Taking a look around the museum gallery, one will notice visual elements linking the works together.
One recurring feature in Sepers’ work, which also has been exhibited in Winnipeg and Atikokan, is a layer of letters—sometimes prominent, sometimes nearly invisible but always present in his works.
For example, the lettering on “Faust,” as well as the painting beside it, “The Wolf at the Door,” are “prayers of protection from oneself—to keep yourself safe from harm and to keep yourself from doing things you shouldn’t ought to,” explained Sepers.
The lettering on “Portrait of Myself with a Son in the Army” is a “prayer for peace,” he noted.
Another prominent motif in Sepers’ art is the figure seen on “Watch for Pedestrians” road signs along highways.
Sepers said this is an emblematic figure, neither male nor female but a full-grown adult figure. It has an ambling gait and depending on the forward angle, its energy is increased or decreased.
Viewers of his art can search for this figure in all but one of his paintings.
Sepers noted there are other connections between his works, and one good idea leads to another.
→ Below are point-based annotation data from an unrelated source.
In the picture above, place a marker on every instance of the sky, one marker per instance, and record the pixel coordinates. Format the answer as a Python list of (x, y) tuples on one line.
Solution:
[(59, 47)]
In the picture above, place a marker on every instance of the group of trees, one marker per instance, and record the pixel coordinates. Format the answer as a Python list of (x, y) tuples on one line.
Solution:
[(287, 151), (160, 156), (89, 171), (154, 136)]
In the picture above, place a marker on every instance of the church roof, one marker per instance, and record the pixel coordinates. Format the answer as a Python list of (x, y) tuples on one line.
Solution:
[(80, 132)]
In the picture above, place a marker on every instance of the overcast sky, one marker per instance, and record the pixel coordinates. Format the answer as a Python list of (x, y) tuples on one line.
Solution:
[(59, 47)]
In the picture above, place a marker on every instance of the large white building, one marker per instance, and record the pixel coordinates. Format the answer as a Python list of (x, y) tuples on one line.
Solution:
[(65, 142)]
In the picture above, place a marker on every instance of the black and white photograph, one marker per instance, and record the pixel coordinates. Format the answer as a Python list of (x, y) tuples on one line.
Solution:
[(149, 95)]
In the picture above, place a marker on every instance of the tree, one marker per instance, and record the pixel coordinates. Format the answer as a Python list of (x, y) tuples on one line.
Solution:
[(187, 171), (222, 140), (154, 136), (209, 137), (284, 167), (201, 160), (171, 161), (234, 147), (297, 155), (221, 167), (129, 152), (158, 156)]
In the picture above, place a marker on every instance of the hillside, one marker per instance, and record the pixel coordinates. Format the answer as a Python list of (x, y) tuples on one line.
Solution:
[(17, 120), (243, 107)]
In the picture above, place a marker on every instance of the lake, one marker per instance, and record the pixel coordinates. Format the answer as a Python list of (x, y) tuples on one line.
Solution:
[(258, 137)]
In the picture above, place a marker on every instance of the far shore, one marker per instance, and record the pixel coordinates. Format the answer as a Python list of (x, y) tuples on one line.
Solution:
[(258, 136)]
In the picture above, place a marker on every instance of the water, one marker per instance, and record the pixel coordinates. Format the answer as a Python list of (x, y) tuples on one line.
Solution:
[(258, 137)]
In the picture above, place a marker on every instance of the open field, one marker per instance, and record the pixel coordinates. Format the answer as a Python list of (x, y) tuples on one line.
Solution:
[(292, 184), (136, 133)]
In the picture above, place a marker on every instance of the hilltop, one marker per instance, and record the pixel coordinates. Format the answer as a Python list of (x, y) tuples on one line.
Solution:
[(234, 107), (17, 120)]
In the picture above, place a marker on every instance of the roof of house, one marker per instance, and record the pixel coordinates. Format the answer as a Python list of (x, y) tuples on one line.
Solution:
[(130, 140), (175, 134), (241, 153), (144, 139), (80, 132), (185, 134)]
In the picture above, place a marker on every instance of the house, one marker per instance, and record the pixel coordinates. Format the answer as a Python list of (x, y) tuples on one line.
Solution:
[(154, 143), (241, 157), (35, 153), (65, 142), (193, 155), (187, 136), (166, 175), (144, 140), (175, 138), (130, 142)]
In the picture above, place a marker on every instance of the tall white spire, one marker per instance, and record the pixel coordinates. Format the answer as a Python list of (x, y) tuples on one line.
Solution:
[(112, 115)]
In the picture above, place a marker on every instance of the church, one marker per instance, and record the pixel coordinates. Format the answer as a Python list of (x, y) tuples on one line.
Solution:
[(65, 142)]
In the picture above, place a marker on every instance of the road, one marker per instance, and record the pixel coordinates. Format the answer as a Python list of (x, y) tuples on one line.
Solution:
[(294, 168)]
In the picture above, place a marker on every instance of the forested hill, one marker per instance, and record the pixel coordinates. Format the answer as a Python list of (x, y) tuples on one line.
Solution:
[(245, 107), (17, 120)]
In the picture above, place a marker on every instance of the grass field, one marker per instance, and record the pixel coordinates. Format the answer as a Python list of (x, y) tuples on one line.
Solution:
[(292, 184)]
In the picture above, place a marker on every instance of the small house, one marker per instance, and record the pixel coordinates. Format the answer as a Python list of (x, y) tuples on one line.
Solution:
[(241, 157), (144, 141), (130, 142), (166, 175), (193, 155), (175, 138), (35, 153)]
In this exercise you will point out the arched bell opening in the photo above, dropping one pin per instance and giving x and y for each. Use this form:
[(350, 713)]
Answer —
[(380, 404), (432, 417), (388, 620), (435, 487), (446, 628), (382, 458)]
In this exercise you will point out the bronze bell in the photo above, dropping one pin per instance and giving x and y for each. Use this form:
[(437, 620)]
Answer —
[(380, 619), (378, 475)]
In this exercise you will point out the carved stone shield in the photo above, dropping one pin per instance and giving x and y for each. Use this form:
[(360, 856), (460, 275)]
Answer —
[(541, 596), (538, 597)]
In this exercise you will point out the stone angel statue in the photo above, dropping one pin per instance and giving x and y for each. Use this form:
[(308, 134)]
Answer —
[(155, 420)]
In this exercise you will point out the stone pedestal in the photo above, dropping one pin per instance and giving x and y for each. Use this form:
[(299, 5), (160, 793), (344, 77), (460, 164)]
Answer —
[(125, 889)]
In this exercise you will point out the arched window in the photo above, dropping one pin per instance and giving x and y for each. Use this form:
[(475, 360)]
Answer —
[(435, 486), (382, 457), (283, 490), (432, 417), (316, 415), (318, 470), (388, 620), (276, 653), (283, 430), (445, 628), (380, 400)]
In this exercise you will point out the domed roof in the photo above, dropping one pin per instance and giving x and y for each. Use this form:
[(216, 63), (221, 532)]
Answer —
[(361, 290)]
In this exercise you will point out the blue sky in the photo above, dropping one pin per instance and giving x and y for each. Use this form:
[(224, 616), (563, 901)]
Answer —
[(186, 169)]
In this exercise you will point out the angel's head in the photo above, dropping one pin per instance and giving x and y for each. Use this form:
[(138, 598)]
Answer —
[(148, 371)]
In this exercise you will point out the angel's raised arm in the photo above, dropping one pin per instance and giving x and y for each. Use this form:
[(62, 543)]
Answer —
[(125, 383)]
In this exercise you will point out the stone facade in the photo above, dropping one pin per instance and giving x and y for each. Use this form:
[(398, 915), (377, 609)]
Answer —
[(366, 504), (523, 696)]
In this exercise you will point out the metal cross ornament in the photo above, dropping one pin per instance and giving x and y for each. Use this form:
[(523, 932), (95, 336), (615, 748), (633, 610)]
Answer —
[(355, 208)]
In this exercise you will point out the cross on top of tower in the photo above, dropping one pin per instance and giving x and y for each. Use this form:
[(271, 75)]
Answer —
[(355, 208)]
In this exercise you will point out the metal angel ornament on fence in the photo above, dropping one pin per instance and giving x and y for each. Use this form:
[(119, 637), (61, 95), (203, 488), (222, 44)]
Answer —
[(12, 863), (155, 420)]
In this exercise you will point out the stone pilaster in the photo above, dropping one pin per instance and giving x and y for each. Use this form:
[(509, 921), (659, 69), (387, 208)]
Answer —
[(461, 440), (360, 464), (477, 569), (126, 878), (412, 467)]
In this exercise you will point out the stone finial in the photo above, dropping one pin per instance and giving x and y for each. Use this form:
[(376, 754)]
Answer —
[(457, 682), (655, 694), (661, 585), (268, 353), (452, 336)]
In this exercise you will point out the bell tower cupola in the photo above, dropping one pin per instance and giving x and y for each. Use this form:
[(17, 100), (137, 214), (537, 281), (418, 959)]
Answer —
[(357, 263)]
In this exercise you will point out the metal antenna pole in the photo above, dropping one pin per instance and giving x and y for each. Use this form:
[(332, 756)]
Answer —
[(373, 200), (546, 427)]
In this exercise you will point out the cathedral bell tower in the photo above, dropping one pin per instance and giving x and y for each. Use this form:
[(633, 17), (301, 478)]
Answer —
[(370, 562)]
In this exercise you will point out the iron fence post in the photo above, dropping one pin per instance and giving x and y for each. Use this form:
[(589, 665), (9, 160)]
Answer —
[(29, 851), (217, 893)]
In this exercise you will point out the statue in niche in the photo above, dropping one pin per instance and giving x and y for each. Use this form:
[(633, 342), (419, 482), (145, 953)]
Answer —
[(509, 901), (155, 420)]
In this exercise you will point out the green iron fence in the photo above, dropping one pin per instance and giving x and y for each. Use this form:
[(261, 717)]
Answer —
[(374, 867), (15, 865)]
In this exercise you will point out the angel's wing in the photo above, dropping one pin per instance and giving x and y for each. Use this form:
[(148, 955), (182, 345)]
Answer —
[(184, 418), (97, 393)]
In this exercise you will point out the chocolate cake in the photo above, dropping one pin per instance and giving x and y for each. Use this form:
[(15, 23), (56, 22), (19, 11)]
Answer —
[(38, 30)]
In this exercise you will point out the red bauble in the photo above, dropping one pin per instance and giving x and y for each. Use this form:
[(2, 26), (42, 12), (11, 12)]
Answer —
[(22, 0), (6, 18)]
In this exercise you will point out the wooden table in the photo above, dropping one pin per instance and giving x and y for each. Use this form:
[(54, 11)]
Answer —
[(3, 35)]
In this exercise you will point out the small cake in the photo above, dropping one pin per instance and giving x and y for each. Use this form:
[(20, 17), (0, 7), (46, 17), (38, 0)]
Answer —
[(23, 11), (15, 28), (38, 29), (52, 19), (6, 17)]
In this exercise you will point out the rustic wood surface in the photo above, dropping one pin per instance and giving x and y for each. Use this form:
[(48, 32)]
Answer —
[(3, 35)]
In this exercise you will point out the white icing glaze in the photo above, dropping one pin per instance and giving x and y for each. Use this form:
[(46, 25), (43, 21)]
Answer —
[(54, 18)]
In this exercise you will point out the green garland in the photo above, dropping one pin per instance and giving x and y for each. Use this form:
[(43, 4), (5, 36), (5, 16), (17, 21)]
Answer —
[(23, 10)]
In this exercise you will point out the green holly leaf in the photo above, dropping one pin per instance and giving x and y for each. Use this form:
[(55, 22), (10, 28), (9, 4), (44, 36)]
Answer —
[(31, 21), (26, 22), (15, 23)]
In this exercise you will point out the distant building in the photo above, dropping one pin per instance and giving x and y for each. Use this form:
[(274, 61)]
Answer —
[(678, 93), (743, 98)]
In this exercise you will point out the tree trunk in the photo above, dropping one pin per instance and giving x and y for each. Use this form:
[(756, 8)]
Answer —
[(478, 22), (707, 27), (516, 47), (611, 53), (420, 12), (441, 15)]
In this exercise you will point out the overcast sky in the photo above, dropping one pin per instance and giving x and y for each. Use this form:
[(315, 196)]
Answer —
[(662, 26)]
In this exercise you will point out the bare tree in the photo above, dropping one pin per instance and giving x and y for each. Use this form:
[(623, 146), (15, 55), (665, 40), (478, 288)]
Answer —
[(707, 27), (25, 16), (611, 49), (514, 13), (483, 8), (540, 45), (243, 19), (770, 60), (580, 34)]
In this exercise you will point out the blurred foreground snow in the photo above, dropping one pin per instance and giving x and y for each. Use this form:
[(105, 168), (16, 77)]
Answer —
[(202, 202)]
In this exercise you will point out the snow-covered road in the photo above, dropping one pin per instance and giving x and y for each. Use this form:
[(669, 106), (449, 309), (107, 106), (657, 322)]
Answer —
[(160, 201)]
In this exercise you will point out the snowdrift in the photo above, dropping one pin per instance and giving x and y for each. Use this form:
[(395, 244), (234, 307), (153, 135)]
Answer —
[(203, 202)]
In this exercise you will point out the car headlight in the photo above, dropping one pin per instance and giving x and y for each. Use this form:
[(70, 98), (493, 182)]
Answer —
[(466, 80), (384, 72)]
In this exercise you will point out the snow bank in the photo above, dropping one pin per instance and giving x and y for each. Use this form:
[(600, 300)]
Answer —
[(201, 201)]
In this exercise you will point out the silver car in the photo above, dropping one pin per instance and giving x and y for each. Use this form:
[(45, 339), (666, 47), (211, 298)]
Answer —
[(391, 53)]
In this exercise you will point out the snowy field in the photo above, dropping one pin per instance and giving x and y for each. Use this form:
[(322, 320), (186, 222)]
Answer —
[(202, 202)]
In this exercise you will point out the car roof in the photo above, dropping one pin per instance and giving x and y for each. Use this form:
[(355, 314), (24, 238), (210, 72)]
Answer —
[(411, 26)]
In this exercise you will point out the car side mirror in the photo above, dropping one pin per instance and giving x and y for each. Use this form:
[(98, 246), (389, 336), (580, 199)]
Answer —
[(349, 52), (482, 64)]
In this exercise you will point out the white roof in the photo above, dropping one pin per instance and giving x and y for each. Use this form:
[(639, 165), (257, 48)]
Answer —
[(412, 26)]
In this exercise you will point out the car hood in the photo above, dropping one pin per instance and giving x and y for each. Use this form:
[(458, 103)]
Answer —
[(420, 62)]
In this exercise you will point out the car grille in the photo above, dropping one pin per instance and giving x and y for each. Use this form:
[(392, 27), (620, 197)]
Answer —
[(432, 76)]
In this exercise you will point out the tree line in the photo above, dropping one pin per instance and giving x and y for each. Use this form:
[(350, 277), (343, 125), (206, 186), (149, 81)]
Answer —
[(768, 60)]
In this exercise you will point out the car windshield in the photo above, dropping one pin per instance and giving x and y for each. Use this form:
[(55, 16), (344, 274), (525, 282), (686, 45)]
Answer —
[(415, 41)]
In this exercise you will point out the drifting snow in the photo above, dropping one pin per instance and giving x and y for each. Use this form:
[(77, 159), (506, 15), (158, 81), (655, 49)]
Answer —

For example, the piece “Immortal Beloved,” which depicts a starry night sky, stemmed from “Eve and Adam in Paradise.”
“When I was doing the highway at the bottom [of Eve and Adam in Paradise], the starry night appeared to me as it got denser and stuff was shining through.
It’s not what I wanted for that painting . . . but there it is,” he said, pointing across the gallery to “Immortal Beloved.”
Similarly, Sepers took a liking to a hay bale appearing as a part of larger work, and made a separate painting of that hay bale, which is covered in nearly invisible lettering.
Both works also are on display at the museum.
The exhibit opened this past Saturday and will run through the end of April.
It is supported by a grant from the Ontario Arts Council.
The museum is open Tuesday to Saturday from 11 a.m.-4 p.m.